After spending much of the last few decades on the front line of politics, Serbia is now grappling with a new set of problems. The country’s budget deficit is swelling, a quarter of its people are unemployed and, according to deputy prime minister Aleksandar Vucic, Serbia is ‘virtually on the verge of bankruptcy.’
The country’s public debt ballooned from around 35% of GDP in 2009 to almost 60% last year and its budget deficit is around 7.5%.
To stave off an impending crisis, the cash-strapped country is hoping British businesses can help relieve the financial strain. In an attempt to woo foreign investors, companies which set up shop in Serbia will get a 10-year corporate tax break, providing they invest €9m (£7.8m) in the country and create at least 100 jobs.
Belgrade is still struggling to overcome its troubled past
In the heart of Belgrade, a factory is pumping out 1,900 cans a minute for the likes of Heineken, Coca-Cola and Pepsi. Ball Packaging is one of Serbia’s most successful foreign direct investment projects, investing €100m into its operations since coming to Serbia in 2004.
‘We came here because we need to be close to our customers, and being in the centre of everything saves on transport costs,’ says David Banjai, Ball Packaging’s plant manager. ‘The labour costs are also cheaper.

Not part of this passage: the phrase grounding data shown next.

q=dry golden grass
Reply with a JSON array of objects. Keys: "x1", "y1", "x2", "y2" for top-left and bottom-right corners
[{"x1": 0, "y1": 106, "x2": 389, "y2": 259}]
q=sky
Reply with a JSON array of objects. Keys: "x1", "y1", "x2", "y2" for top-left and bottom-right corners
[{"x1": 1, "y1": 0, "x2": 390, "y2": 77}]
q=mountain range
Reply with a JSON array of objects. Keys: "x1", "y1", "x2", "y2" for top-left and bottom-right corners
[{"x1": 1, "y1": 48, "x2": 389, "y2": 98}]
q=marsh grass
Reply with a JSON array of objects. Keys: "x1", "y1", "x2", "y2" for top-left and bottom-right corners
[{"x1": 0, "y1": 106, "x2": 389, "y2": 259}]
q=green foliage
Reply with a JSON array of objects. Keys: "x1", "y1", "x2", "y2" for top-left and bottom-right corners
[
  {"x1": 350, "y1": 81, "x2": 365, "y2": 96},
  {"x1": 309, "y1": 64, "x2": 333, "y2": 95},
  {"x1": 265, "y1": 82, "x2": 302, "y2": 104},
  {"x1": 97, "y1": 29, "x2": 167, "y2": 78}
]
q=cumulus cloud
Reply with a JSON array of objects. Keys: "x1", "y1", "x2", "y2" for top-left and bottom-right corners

A skilled person costs a lot less here than in Germany, for instance.’
Ball Packaging Europe, which is headquartered in Zurich and operates in 12 locations across Europe, produces around 1 billion cans a year. The business has been fairly recession-proof, having benefited from people opting to buy cheap cans from their local supermarket rather than go to the pub. Last year the firm’s exports from Serbia rose by around 40% on 2011.